I guess some people are upset Cocoa doesn't do enough, or all, of the
work for them. I'm more of the people happy Cocoa does any work for
me at all. If it saves me time, it's a good thing.
On May 18, 2008, at 10:41 AM, Jens Alfke wrote:
> "Hobbyists"? I think "professionals" is more accurate — especially
> since in the early days of the Mac you had to spend hundreds of
> dollars to become a developer and get access to tools and
> documentation.
>
> I can see your point about obsessive hackers having the stamina to
> overcome complicated APIs, but any platform vendor's main objective
> in developer tools is to target professional developers who will
> create the products that make the platform attractive to customers.
> "Professional" doesn't necessarily imply a big company; I refer
> equally to startups and indie outfits, anyone seriously devoted to
> creating a product.
>
> In Apple's defense, the task of implementing a sophisticated GUI on
> such limited computers was extremely difficult. The top goals were
> usability, decent performance, and affordable price. That left no
> leeway for making the APIs themselves easy to use — the niceties we
> take for granted like object-oriented programming would have used up
> way too much of that 128k of RAM and 64k of ROM.
>
> (Yes, some of the first GUIs were written in the first OOP language,
> Smalltalk. But the Xerox computers that ran Smalltalk-80 cost
> $10,000 or more; the ones that ran it with any kind of decent
> performance (the "Dorado") cost $50,000 and were basically
> supercomputers. They all had ten times as much RAM as the first Mac,
> and had custom CPUs with programmable microcode optimized for
> Smalltalk. Even so, performance was much worse than the original
> Mac, and the GUI was much cruder and harder to use. I'd already been
> using Smalltalk-80 when the first Mac came out, and the Mac's speed
> and aesthetics were just jaw-dropping.)
>
> Anyway.
>
> I have to say I find this whole discussion frustrating. The attitude
> of some people seems to be that writing computer programs, of
> arbitrary complexity, should be as easy as using a word processor.

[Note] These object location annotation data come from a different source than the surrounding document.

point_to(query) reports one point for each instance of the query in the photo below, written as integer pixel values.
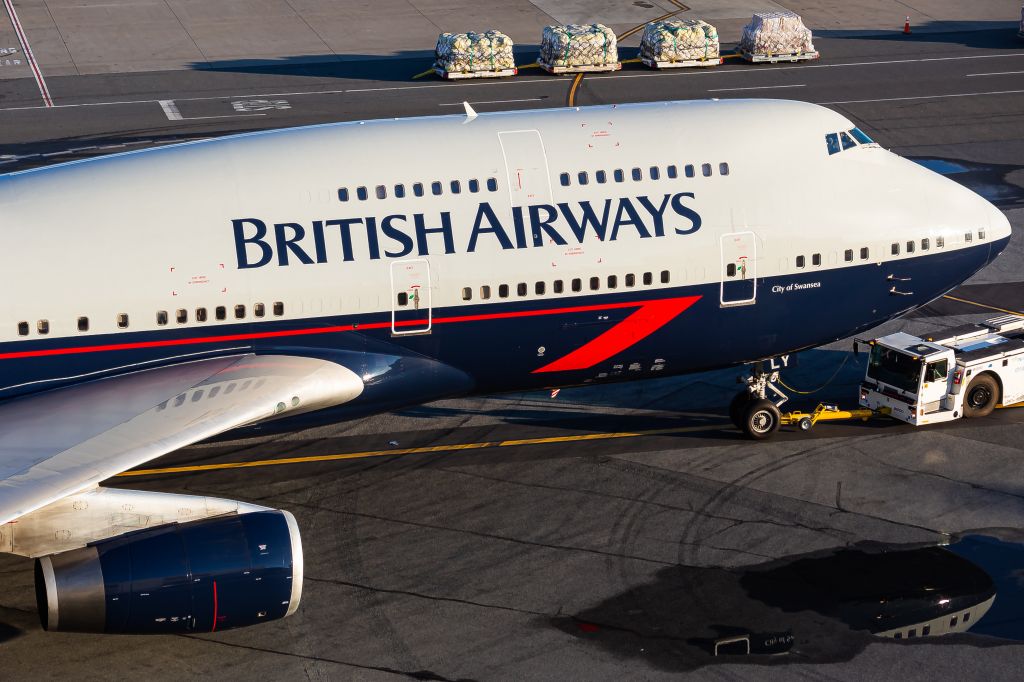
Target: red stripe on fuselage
(651, 316)
(355, 327)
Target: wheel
(982, 394)
(738, 408)
(762, 419)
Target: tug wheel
(982, 394)
(761, 419)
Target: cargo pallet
(588, 69)
(770, 57)
(458, 76)
(681, 65)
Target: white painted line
(960, 94)
(759, 87)
(998, 73)
(170, 110)
(29, 56)
(492, 101)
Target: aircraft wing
(62, 441)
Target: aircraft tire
(761, 419)
(982, 394)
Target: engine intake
(218, 573)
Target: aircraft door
(739, 286)
(526, 166)
(411, 308)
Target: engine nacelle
(218, 573)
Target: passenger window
(832, 141)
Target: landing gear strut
(752, 410)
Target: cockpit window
(861, 136)
(832, 141)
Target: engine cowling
(207, 576)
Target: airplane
(158, 298)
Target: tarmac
(605, 533)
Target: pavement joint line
(553, 81)
(485, 444)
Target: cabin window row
(419, 189)
(637, 174)
(163, 317)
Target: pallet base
(682, 65)
(782, 56)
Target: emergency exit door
(411, 309)
(739, 285)
(526, 166)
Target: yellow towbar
(827, 413)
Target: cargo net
(577, 45)
(467, 52)
(679, 40)
(776, 33)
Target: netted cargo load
(579, 47)
(679, 40)
(473, 52)
(776, 33)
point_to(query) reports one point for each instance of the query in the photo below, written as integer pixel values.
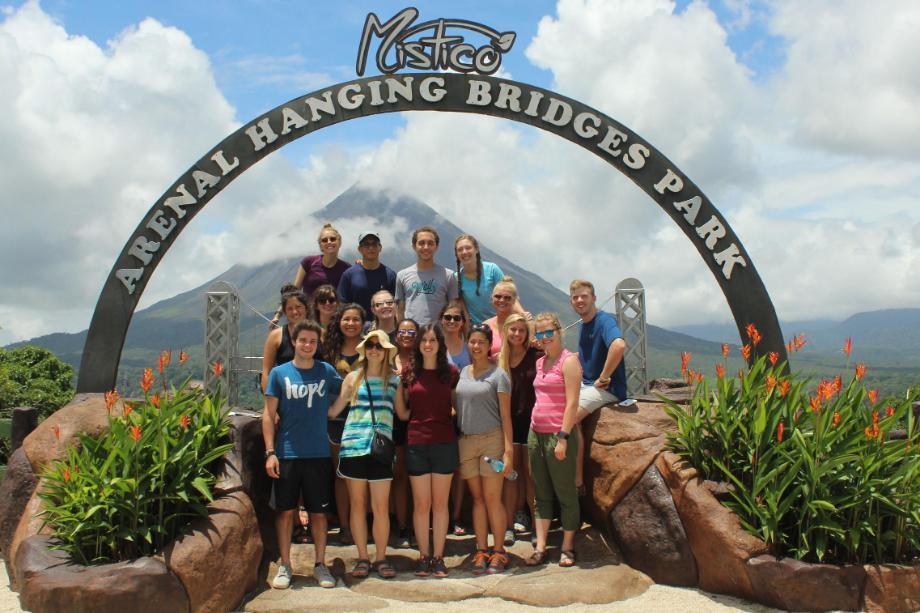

> That's a Utopian goal at best, and more generally just naïve. Of
> course we should be trying to make the APIs and tools and
> documentation more useable; that's a constant task, and a very
> difficult one, and one Apple's doing a good job at. (The complexity
> under the hood is terrifying, and it's already been covered up
> enough that in an hour an experienced developer can throw together
> an app that fifteen years ago would have sold for $100.)
>
> Face it, any sort of serious creative endeavor is hard! There's no
> way around it. And the hardest part is learning the techniques and
> tools. If you wanted to build a robot, play Vivaldi on the violin,
> design a house, paint landscapes, or cure Ebola, you'd have to
> accept that it would take months or years of serious study, that the
> tools and documentation would sometimes be hard to use, and you'd
> have to put up with frustration before you mastered the skills.
>
> Why on earth is writing the best GUI applications in the world
> supposed to be trivial by comparison? Maybe I'm taking this too
> personally, but I sense a subtext that some people think the task of
> software design itself is somewhat trivial, more like programming a
> VCR than like architecture or painting or chemistry.